上頭白紙黑字清清楚楚地寫著,巴爾福晉因懷恨烏雅福晉暗害她在先,是以此次便冒險收買周姓宮女,在莊太後的糕點上做了手腳。

而至於供狀裏所寫的烏雅福晉暗害巴爾福晉一事,正是上次不明人士給巴爾福晉送那冰鎮西瓜一事。

韓郎中順藤摸瓜,那冰鎮西瓜的事也查出了些眉目。

“皇上,奴才無能,只查出給巴爾福晉送冰鎮西瓜的,乃城南一名叫李四的農夫之女,只不過這李姓宮女背後,卻另有其人,否則她也不會平白無故的消失。”

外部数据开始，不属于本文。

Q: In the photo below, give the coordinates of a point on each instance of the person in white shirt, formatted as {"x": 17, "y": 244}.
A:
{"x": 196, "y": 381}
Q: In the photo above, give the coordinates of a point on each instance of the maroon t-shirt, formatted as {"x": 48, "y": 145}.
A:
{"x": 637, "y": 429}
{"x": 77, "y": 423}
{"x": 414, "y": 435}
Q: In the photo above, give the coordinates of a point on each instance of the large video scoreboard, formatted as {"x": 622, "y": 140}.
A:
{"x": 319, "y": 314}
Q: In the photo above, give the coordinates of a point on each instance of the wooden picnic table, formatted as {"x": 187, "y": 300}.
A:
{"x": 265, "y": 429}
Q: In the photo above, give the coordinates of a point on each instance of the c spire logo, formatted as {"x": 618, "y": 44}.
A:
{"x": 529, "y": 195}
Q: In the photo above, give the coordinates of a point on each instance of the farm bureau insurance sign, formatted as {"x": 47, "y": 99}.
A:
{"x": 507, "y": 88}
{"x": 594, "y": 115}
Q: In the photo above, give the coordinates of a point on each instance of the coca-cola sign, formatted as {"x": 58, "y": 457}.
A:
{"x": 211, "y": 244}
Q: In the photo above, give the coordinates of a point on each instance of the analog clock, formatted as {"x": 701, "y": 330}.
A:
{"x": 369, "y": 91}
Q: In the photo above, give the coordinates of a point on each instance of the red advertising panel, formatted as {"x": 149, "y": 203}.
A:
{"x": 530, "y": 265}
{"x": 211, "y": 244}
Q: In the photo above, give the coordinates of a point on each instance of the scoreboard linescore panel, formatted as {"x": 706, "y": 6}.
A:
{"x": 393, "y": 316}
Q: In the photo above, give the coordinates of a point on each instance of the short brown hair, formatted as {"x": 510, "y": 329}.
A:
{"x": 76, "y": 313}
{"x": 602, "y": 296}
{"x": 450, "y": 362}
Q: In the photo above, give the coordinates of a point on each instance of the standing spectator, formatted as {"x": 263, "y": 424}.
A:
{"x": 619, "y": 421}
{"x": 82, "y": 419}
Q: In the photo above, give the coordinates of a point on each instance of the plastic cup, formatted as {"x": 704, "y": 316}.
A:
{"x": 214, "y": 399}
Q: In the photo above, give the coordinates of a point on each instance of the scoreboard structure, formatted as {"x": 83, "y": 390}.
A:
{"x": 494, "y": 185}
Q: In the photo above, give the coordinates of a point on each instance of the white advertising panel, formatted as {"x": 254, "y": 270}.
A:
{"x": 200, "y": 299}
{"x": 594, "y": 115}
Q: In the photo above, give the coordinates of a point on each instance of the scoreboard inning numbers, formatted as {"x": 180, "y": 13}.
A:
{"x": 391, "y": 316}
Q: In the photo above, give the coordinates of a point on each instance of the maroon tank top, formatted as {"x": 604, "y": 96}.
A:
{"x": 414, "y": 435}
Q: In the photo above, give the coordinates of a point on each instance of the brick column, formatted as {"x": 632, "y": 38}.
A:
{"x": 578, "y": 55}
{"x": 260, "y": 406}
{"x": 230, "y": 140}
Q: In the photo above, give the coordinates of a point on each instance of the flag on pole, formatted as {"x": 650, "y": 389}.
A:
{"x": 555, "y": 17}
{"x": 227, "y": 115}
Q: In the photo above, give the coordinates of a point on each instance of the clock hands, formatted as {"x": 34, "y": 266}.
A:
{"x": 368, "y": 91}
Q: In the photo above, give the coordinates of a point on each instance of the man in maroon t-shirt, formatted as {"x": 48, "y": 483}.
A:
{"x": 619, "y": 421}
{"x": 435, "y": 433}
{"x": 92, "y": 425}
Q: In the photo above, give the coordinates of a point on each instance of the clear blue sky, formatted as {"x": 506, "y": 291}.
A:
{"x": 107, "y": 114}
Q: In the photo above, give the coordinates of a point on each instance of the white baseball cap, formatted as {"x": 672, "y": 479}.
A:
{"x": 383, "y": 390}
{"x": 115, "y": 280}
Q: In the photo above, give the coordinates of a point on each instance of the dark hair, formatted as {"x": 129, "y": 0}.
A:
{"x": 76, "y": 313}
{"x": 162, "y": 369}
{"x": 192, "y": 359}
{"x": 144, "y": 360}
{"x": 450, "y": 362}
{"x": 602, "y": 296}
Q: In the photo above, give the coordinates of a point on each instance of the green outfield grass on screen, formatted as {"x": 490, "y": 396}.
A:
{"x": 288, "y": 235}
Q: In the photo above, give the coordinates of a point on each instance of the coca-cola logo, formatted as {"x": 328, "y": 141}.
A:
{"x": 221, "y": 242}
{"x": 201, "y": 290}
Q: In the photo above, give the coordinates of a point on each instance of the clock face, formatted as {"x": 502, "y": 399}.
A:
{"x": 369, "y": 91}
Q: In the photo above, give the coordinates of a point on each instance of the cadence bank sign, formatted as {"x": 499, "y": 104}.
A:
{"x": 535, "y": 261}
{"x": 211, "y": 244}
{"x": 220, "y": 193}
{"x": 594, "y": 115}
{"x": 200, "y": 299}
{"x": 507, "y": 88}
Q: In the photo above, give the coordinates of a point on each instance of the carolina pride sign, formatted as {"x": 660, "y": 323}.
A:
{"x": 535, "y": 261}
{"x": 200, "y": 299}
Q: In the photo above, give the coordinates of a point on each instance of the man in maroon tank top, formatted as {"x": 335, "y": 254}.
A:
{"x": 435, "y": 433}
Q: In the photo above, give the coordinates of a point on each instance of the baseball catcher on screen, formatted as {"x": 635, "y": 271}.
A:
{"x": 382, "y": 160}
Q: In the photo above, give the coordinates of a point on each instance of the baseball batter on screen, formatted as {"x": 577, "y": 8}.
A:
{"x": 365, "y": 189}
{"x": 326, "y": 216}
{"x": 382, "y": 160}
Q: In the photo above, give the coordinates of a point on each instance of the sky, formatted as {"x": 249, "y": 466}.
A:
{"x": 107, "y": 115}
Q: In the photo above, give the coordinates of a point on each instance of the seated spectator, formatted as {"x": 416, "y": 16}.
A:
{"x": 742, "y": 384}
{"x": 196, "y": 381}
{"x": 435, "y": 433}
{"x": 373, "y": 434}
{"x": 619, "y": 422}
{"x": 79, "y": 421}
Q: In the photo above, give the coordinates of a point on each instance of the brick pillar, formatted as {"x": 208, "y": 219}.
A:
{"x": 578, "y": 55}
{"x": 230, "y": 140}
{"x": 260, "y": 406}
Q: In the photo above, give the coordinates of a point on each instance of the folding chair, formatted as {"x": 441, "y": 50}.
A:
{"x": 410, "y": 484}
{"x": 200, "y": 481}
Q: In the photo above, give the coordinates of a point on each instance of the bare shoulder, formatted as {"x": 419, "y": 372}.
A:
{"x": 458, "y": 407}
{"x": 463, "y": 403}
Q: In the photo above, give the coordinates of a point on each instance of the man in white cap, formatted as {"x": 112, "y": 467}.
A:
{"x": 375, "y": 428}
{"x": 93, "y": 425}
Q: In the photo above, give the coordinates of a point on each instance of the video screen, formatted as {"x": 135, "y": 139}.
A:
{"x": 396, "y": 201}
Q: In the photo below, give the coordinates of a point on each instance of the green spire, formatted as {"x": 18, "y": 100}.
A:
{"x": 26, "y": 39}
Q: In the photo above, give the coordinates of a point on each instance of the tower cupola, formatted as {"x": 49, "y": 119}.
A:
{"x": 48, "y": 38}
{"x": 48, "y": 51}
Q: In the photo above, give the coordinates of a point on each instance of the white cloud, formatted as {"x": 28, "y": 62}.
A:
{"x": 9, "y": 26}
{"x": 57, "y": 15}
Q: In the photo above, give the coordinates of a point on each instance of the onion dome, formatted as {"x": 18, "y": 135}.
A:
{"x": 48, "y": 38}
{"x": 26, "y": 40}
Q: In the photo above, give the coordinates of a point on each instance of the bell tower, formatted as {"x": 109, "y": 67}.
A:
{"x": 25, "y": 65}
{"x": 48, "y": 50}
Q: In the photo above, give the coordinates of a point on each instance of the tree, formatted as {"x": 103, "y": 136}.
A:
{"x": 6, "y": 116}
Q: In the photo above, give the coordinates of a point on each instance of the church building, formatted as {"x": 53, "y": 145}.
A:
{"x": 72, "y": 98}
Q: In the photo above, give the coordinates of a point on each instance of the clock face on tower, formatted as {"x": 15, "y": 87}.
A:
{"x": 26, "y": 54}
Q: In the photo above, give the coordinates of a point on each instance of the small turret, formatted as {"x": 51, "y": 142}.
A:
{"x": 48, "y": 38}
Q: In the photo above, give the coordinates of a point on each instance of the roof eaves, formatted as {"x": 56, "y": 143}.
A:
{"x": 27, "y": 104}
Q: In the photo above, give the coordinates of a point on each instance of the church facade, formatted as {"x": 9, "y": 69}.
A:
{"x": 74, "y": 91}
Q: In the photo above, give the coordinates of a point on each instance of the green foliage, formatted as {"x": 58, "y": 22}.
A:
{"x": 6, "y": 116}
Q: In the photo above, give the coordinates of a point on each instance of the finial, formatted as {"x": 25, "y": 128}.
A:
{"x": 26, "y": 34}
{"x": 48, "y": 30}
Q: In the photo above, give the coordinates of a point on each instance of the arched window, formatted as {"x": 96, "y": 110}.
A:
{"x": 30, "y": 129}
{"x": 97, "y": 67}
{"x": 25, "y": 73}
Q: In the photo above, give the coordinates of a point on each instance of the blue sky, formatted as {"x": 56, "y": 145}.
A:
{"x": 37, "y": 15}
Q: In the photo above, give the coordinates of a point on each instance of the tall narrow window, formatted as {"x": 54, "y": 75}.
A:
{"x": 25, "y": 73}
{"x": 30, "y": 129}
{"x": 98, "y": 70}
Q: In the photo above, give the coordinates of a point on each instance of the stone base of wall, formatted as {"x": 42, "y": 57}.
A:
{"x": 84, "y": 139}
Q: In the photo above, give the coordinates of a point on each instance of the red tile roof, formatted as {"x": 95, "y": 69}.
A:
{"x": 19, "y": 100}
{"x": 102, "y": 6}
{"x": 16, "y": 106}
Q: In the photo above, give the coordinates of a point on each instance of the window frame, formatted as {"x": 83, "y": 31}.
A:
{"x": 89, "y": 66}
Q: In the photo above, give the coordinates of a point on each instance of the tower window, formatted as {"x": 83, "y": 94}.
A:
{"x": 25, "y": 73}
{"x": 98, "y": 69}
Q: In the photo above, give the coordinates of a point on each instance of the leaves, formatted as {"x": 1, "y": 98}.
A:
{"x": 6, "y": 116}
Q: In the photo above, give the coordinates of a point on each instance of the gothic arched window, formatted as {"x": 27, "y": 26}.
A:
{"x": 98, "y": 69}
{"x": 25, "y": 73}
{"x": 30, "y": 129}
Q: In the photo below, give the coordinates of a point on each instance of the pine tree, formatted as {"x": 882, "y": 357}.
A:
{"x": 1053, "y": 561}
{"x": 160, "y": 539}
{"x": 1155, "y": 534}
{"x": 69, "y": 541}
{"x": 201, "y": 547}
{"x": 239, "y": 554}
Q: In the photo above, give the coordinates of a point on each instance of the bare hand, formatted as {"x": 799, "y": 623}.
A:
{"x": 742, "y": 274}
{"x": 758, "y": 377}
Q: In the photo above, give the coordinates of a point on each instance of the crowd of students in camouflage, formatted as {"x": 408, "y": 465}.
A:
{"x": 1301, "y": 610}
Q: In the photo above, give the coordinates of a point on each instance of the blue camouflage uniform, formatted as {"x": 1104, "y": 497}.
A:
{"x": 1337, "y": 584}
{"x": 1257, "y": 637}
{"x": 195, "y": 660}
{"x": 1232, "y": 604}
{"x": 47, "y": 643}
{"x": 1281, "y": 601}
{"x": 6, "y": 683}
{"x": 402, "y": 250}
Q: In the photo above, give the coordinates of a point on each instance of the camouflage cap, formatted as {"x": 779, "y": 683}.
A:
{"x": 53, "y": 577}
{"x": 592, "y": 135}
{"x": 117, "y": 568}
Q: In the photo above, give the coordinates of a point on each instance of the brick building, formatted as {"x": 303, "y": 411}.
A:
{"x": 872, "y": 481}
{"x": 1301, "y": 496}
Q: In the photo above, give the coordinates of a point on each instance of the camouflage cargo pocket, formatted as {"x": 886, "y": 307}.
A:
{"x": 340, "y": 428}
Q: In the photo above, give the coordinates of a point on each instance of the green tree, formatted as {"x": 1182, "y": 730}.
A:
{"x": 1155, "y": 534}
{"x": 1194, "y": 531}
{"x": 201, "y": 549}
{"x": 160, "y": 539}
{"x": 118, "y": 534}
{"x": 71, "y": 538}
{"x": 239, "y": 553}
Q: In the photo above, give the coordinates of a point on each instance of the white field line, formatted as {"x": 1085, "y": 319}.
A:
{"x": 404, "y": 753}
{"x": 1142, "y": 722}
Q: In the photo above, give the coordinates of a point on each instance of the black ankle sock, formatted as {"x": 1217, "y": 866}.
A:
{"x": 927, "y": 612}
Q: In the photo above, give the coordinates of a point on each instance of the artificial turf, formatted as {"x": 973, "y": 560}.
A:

韓郎中道:“奴才以為,這李姓宮女,只怕早就被殺人滅口了。”

順治將供狀看完,面上不動聲色,緩緩問道:“這件事,你還與別人說過嗎?”

韓郎中一楞,回道:“奴才本想告訴皇後娘娘的,只是娘娘她……”

“嗯,朕知道了。”順治出聲打斷他:“這事你辦得很好,回去吧,朕自會有重賞。”

韓郎中走後,順治再次看了吳良輔一眼,眼中滿是考究質疑,“吳良輔,他說那李姓宮女失蹤了,你覺得韓齊能找到這李姓宮女嗎?”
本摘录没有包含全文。